L’INFLUENCE DU FACTEUR RELIGIEUX
« Les raisons de ce durcissement sont nombreuses, souligne Graeme Reid. Elles peuvent être purement politiques. Au Nigeria, il faut noter le timing : la loi a été promulguée au moment où le président est en posture délicate pour les élections de 2015. Pour de nombreux dirigeants, ce sujet est souvent une façon de détourner l’attention des problèmes réels. » Le président Goodluck Jonathan est notamment aux prises avec une contestation islamiste dans les Etats du nord du pays. L’influence du facteur religieux va croissant. A la poussée islamiste s’ajoute celle des églises évangéliques venues des Etats-Unis. En Ouganda, ces églises ont beaucoup fait pour imposer un agenda politique anti-gay.

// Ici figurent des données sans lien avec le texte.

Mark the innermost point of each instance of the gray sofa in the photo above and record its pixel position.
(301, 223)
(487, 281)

« Depuis plusieurs années, on observe aussi un retour dans les discours à de prétendues valeurs traditionnelles, poursuit Graeme Reid. L’Afrique n’est pas la seule dans ce cas. On voit la même chose en Russie. » Si les bouleversements liés à la mondialisation provoquent sur tous les continents des replis identitaires, l’Afrique, où la croissance avoisine les 10 %, est certainement celui où ils sont les plus brutaux.
Bien souvent, la condition des homosexuels ne se résume pas aux lois existantes. L’Afrique du Sud fait figure d’exception sur le continent avec une législation autorisant notamment le mariage homosexuel. Mais elle n’est pas exempte de violences : les viols de « redressement » contre les lesbiennes y sont régulièrement dénoncés. D’autres pays prévoient des peines très sévères sans qu’elles soient forcément appliquées. A l’inverse, certains Etats n’ont pas les lois les plus extrêmes mais les appliquent durement.
« Notre pays détient le record du nombre d’arrestations », rappelle l’avocate camerounaise Alice Nkom, figure de la défense des homosexuels dans son pays, où cette pratique est punie de cinq ans de prison. La répression juridique y légitime aussi la violence sociale. En juillet 2013, le journaliste et militant de la cause homosexuelle, Eric Lembembe, était retrouvé mort chez lui, portant des traces de torture. « Le Nigeria est un très grand pays. Sa décision ne va-t-elle pas donner des idées aux législateurs d’autres Etats ? », s’inquiète Alice Nkom.
VALEURS OCCIDENTALES
Depuis plusieurs années, le sujet est devenu une source de tensions entre Nord et Sud. Le président du Zimbabwe, Robert Mugabe, avait été l’un des premiers dirigeants à instrumentaliser le sujet, dénonçant un combat impérialiste, au début des années 2000, lorsque les premières sanctions internationales étaient adoptées contre son régime. De nombreux Etats africains ont le sentiment d’un forcing des Occidentaux pour leur imposer leurs valeurs. En juillet 2013, le premier ministre britannique David Cameron n’avait ainsi pas hésité à déclarer qu’il voulait « exporter le mariage homosexuel » dans le monde.
« Le plus important est d’écouter les associations locales pour savoir comment elles veulent être soutenues », souligne Matthew Thomann, anthropologue à l’American University de Washington. Pour les ONG internationales, toute la difficulté est de dénoncer la répression sans donner prise aux accusations d’ingérence. Au Nigeria, « les associations avaient sollicité un soutien tout en demandant d’éviter les déclarations publiques », rappelle Dorothée Delaunay.
Paradoxalement, le durcissement actuel des législations est aussi une preuve d’avancées. « Les gouvernements réagissent à la multiplication des organisations locales et au fait que le sujet est de plus en plus visible », souligne Graeme Reid. Malgré de faibles moyens, les associations locales obtiennent des victoires. En Ouganda, le président Museveni, a annoncé, le 17 janvier, qu’il ne signerait pas le projet de loi controversé. Au Cameroun, Alice Nkom a obtenu le 7 janvier l’acquittement de deux jeunes hommes condamnés à cinq ans de prison.